After getting feedback from one of my most unmotivated students that he learned stuff from TikTok, I decided to have a look. Like the rest of the internet, it is a combination of interesting stuff, fun stuff and total piffle. I started an account and had a go at making some Lego movies myself. It was fun. I wasn't great at using the app so decided before going further I would engage the help of the experts. Over the last 2 weeks, I have been getting some pretty intensive training from my lovely Year 13 girls, who are finding it amusing to be training me and are exited when I show them my new videos.
After talking my plan over the DP in charge of curriculum and Fiona from Manaiakalani, I decided to load the videos up to three places, TikTok, Instagram and YouTube. This was not arduous, as when you make a video on TikTok, it is downloaded to your phone. This just means uploading it to the other two spaces and copying and pasting the written stuff.
The reason i have decided to include my Year 9 Food Tech class in this experiment is that they are driving me TOTALLY CRAZY!!! I put a load of effort into the site pages for each recipe, with videos to watch, links to check out etc.
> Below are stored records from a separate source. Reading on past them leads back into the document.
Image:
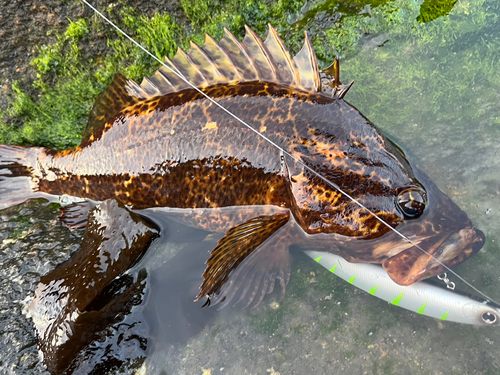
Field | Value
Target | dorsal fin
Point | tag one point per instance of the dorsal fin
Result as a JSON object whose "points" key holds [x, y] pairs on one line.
{"points": [[117, 96], [231, 61], [307, 66]]}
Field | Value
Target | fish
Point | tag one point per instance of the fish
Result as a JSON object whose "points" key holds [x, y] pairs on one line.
{"points": [[162, 146]]}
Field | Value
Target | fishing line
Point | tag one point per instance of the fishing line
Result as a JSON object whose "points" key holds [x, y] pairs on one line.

Example here. I email this to them directly and they don't check their emails. When it comes to cooking day, I ask if they have looked at the resources I have sent them. No, comes the reply. I have been printing out the recipes so they have them available to follow on the day. I have to remind them they are there. Since making a few examples on TikTok, I have been getting some promising feedback from them.
There is still the hitch that I have to email the link to the video directly to them so they know that it is there, but small steps.
Here is where I am up to with this experiment as of writing this blog post.
I will get some feedback from my Year 13 and Year 9 students and then start making some for my Year 11 class. I am hoping I can send links to the Year 10 students to use them as advertising for the course for next year as DVC isn't offered to Year 10 this year.